Nadie debe ser tan feliz como quienes viven en la costa y se acaban las vacaciones.
Residir en la costa cuando llegan los veraneantes puede rozar el surrealismo. Debe parecerles lo mismo a los moradores de zonas turísticas. Así que la vida vuelve a la normalidad cuando millones de personas retornan a su casa.
EL sobreturismo o el exceso de visitantes en un destino en particular, ocurre incluso en los más recónditos lugares de la Tierra, (excepto en zonas de conflictos armados o mucha inseguridad).
“Demasiados” es un término subjetivo, por supuesto, que definen los residentes, los anfitriones, los empresarios y los propios viajeros.
Si los precios de las rentas suben y acaban con los alquileres residenciales para dar paso a los alquileres vacacionales, es sobreturismo. Si las carreteras se atascan con vehículos de veraneantes, es sobreturismo. Cuando la vida silvestre se asusta, cuando los turistas no pueden ver los puntos de referencia debido a las multitudes, cuando los entornos frágiles se degradan, todo esto son signos de sobreturismo.
Este fenómeno se ha creado gota a gota: pensemos en ciudades como Barcelona, Venecia, Dubrovnik o lugares que consideraban tan remotos como Islandia o Birmania, finalmente cayeron en las garras de los turistas, casi todo está masificado. Ya no existe aventura, solo consumismo.
Durante el último siglo, las playas han cambiado por completo su papel: se han convertido en el motor del bienestar económico en lugar de ser un lugar extraordinario o inhóspito.
Presión demográfica y sobreutilización, tanto en el interior como en la propia costa, con vertido de aguas residuales, etc. Ya no hay vuelta atrás, siquiera la pandemia ha terminado con esta destrucción.
Municipios y naciones, agencias de viajes y hoteleros, han creído (y nos han hecho creer) durante mucho tiempo que más es mejor. Consideran que un año exitoso es aquel en el que el número de visitantes ha aumentado.
No importa si son pasajeros de cruceros, compradores que se libran de los impuestos, huéspedes de resort, mochileros o visitantes de alto nivel; el número es todo lo que cuenta.
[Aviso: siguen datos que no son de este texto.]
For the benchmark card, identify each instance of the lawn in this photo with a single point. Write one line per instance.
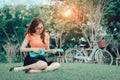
(68, 71)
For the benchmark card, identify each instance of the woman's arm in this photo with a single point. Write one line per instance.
(25, 49)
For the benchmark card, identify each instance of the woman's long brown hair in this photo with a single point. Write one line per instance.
(31, 28)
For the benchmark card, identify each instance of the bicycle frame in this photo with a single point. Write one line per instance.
(85, 57)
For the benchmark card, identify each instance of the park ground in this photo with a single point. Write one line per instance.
(68, 71)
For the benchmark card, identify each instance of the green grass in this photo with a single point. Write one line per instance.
(68, 71)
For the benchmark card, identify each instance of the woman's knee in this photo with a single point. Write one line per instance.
(43, 63)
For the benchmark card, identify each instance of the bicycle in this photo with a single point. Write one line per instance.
(97, 55)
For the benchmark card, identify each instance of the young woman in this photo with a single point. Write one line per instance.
(37, 37)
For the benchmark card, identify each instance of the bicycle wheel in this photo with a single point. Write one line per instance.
(70, 53)
(103, 57)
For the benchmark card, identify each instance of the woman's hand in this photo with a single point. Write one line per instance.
(36, 50)
(54, 51)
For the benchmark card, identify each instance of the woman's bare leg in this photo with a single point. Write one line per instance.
(53, 66)
(39, 65)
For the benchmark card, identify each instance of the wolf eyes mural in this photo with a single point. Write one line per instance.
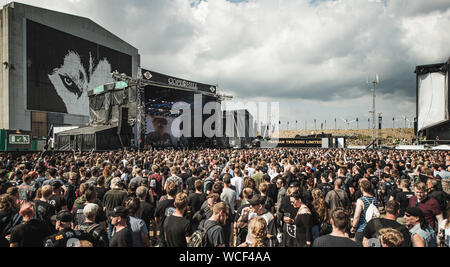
(62, 68)
(72, 81)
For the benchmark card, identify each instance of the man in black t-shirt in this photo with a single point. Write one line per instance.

Esto ha dado lugar a una renuencia o, a menudo, a una negativa absoluta a limitar el número, a introducir impuestos turísticos, a cobrar a las líneas de cruceros por atracar, o a intentar garantizar que el comportamiento de los turistas sea beneficioso, o como mínimo, no dañino, para los estilos de vida y paisajes locales.
Cuando es más barato volar de Madrid a Venecia que coger un tren a Zaragoza, existe un problema: tarifas artificiales que solo son posible gracias a que impuestos, como el IVA, no se cobran sobre el combustible del avión, ahorrando a esa industria millones de euros al año.
Miles de pasajeros llegan a ciudades portuarias todos los días y regresan al barco a tiempo para cenar; gastan muy poco en los destinos, abordan las calles, monumentos, cafés y tiendas de sus zonas históricas; calles llenas de gente imprimiendo una experiencia molesta para los residentes, que gastan sus cuartos y pagan impuestos todo el año. Esos barcos, además, utilizan combustibles baratos y contaminantes, que les permite mantener bajos los costos.
¿Llegará el post turismo o el fin de turismo?
Esta palabra fue introducida en 1985 por Feifer, quien definió al post turismos como aquel que se produciciría en lugares menos dependientes de la industria turística y con diferentes tipos de experiencias turísticas.
La posición de Viard describe el proceso de extender los valores del turismo cultural a diferentes horizontes sociales. Las dimensiones colaborativas y participativas no cuestionan la existencia de un sistema turístico basado en el intercambio comercial. La originalidad de BlaBlaCar, por ejemplo proviene, no de un modelo no comercial, sino de la cultura empresarial moderna basada en un sistema de gestión horizontal en lugar de vertical.
Pero es también un discurso que tiende a promover nuevas formas de organización con fines políticos y financieros (con el argumento de que estos negocios son más auténticos porque se auto organizan).